Born at the turn of the century, tested in sweaty underground Brighton gigs, Toddler amassed a zealous cult following. Two albums – DOES IT SCARE YOU? (2007) and SCHEMING (2009) came out in quick succession, to rapturous critical acclaim. After faking their own deaths, Toddler suddenly rose from the grave with a third album IDIOLALIA (2018), now infused with the vibrant telepathy and spot-on vocal harmonies of Robin O’Keefe (drums) and Helen Durden (guitar).
Accustomed to the big stage, having notched up numerous festival performances including Glastonbury, Beautiful Days, Bestival, Boomtown and Shambala, received big support from BBC Radio 6 and MTV Europe, and currently providing the score for award winning Yilm short “Last Respects”; 12 Stone Toddler are always hatching plans, bursting from eggs, always running towards you because they’re in love with you.
“Simultaneously magni\icently louche and uncomplicatedly rock”
Pete Cashmore, The Guardian
“Highly original, musically outrageous, stylistically uncompromising, very spontaneous, but also very tight, Brighton's 12 Stone Toddler are a synthesis of all that's good about contemporary adventurous rock music.”
Pete Feenstra, Get Ready to Rock
Clowwns conjure cracked-mirror visions of Dylan Thomas in his drunken disco period, Graham Greene fronting a fuzz-crazed Sparks, or a young Orson Welles luring Queens of the Stone Age and the Eighties Matchbox B-line Disaster to the circus big top of their deepest unconscious desires. Literary but visceral, pounding but pop-savvy, Clowwns' thumping great art-rock has the answers to all your worries. You'll love it, really.
"Literary lyricism, equal opportunities rabble-rousing, anthemic melodies and pounding riffs..." THE QUIETUS
"The last great post-punk band..." LOUDER THAN WAR
"Like The New York Dolls with better tunes..." BRIGHTON SOURCE
Bad laws:BADLAWS. are a 4-piece Alternative Rock band based in Brighton, England.
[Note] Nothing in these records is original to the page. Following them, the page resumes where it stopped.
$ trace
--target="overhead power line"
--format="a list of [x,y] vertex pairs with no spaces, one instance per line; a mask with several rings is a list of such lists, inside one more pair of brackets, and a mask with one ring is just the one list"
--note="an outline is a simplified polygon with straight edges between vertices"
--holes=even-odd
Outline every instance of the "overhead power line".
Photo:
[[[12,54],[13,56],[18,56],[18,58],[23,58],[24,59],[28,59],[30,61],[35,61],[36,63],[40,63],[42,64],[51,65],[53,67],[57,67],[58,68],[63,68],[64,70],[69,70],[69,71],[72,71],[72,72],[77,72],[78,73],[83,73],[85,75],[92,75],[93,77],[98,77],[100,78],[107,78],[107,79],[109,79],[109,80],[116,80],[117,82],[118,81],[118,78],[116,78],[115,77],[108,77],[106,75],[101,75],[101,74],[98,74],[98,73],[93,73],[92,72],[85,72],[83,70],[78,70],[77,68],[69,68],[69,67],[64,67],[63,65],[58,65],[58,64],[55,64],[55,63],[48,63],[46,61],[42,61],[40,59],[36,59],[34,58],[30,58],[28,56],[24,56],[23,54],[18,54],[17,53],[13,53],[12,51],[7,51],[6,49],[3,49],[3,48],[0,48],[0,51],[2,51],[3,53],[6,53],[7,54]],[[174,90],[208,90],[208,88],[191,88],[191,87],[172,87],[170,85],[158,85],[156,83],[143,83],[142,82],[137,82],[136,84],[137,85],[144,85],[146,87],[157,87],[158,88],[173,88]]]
Combining influences from the likes of DON BROCO, Bloc Party and YONAKA, the female-fronted 4-piece aim to amalgamate their collective influences to form a sound derived from heavy riffs along with the melodic sensibilities of modern pop music.
After meeting at University, BADLAWS. formed in the Spring of 2018 and consists of Lucy Hinton (Vocals), Daniel Bright (Guitar), Travis Powers (Bass) and Josh Caplin (Drums). Flourishing in their early days, the band have achieved over 11,000 streams combining their first two singles, followed by a self-titled Debut EP in Autumn of 2018. Accompanying the release, BADLAWS. sold-out their Debut EP Show at Sticky Mike’s Frog Bar, Brighton the following week. As a result, BADLAWS. rounded the year off performing at notorious Brighton venues, including The Haunt and Concorde 2, as well as participating in the Brighton Fringe Festival.
The mann and I:
Brighton based Duo ‘The Mann & I’ include alternative singer/songwriter Edd Mann and stylistic vocalist Tara Vowles. Formed in 2018, The Mann and I have had to cater to both upbeat and downbeat audiences and occasions. This forced versatility has become a trademark loved by some.